I'm fascinated by intentional communities, including "gulches". As a practical matter, for them to work they must be open to trade. I think they will appear in some form, they will be open to trade, and they will be a good thing.
They also cannot depend on the flood-myth collapse-of-civilization fantasy. When I read the part about the lights going out as the plane flew away, I took it as a cautionary worst-case scenario. It especially makes no sense at a time in history when the concept of respecting people's rights is doing better than historical norms.
As you say, it is unfortunate that some fans of Ayn Rand and full-on Objectivists condemn the entire list of billionaires.
You point out that Mark Cuban is Objectivist, but he supported Hillary Clinton for president. Clinton was far-and-away the best choice in my Ayn-Rand-fan view, assuming Gov Gary Johnson had no chance. In my view, rational choice was so overwhelmingly Clinton that I didn't give Trump any consideration. In general Republicans seems more detached from reality, more attached to politics. President-elect Trump isn't like other Republicans; I think he's even worse. It's hard to convey how highly I esteem Clinton over Trump.
I'm not sure what your point is, Mike. You rattle on about the heroes withdrawing their moral sanction from their destroyers, then go into some supposedly substantiated statements about how objectivism is incompatible with religion, a completely absurd tenet.
Rand's argument with religion was not based on the elements of reason that are entwined within it (she has said Aquinas, along with Aristotle and herself, were the only three philosophers worthy of note). She didn't care for how some aspects of religion regarded humans as low forms of life, and she didn't like the mysticism inherent in it. Remember she was Russian; there are definite forms of mysticism in the Russian psyche.
Her "objective" was to exalt man, not to deride him, as I've said some aspects of religion tend to do. And she used man's ability to reason as a "reason" for his exaltation.
(One cannot read Ayn Rand and hope to understand her philosophy without considering that she was Russian, was exposed to Russian thought and character, and Russian learning.) Have you ever read "The Russian Radical" by Chris Matthew Sciabarra? Although I have many disagreements with some of what he posits, he was very right about her "Russianism."

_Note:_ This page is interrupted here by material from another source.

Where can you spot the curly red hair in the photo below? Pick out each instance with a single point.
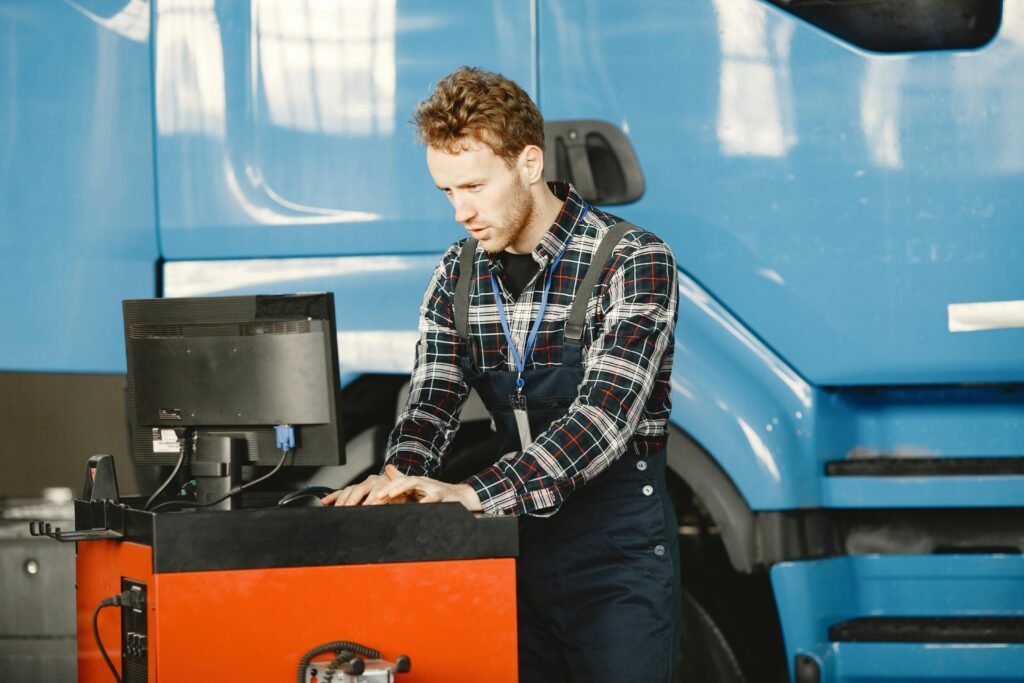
(471, 103)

He said he believed she actually was not against dialectics, but he is completely wrong about that.
Can an objectivist make a free-market exchange with a group organized via socialism? It seems to me that the important thing is that it be a free choice and not what the motivating force of the trading partner is.
The isolation of the Gulch may have been to keep the government from coming in to make sure they pay their "fair share", and follow rules for the "safety of the children".
Rand wrote her novels so that her philosophy would be reachable by everyone, the "common man" as well as so-called philosophers; although she has said writing was her first passion, and that her philosophy provided only the framework for her fiction. The "ideal" man or woman of which she wrote is a classical Greek philosophical character. She may not have realized that writing HAD to be her passion. How else could she promulgate her philosophy? You know how interested she was in film making as well. Another means of promoting rationality to all.